1 serving (150 grams) contains 180 calories, 6.0 grams of protein, 13.0 grams of fat, and 10.0 grams of carbohydrates.
Calories |
285.7 | ||
|---|---|---|---|
% Daily Value* |
|||
| Total Fat | 20.6 g | 26% | |
| Saturated Fat | 7.9 g | 39% | |
| Polyunsaturated Fat | 0 g | ||
| Cholesterol | 15.9 mg | 5% | |
| Sodium | 238.1 mg | 10% | |
| Total Carbohydrates | 15.9 g | 5% | |
| Dietary Fiber | 6.3 g | 22% | |
| Sugars | 3.2 g | ||
| protein | 9.5 g | 19% | |
| Vitamin D | 0 mcg | 0% | |
| Calcium | 63.5 mg | 4% | |
| Iron | 2.4 mg | 13% | |
| Potassium | 634.9 mg | 13% | |
* Percent Daily Values are based on a 2,000 calorie diet. Your daily values may be higher or lower depending on your calorie needs.

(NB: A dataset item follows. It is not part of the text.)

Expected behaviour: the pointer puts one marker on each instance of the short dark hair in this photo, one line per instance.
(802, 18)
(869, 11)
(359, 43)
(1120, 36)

Brussels sprouts cooked in butter with peanuts is a flavorful dish combining earthy vegetables, rich fat, and satisfying crunch. The core ingredients are Brussels sprouts, lightly sautéed in butter to enhance their natural sweetness, paired with roasted peanuts for added texture and nutty flavor. Originating from Western cuisine, it’s a simple preparation that showcases seasonal produce and wholesome ingredients. This dish is rich in nutrients; Brussels sprouts are packed with vitamins C and K, fiber, and antioxidants that support immunity and digestion. Meanwhile, peanuts provide healthy fats, protein, and a touch of magnesium. However, the addition of butter increases saturated fat content, making portion control important for heart health. Opting for moderation or substituting with plant-based alternatives can boost nutritional value without compromising flavor. Perfect as a side or light meal, this dish is both nourishing and indulgent.
Our nutrition data comes from trusted, authoritative sources to ensure accuracy and reliability. Below are specific scientific references and authoritative sources for this food item.
Additional Authoritative Sources:
Daily value percentages based on FDA guidelines. Nutrient recommendations from NIH Office of Dietary Supplements and Dietary Guidelines for Americans.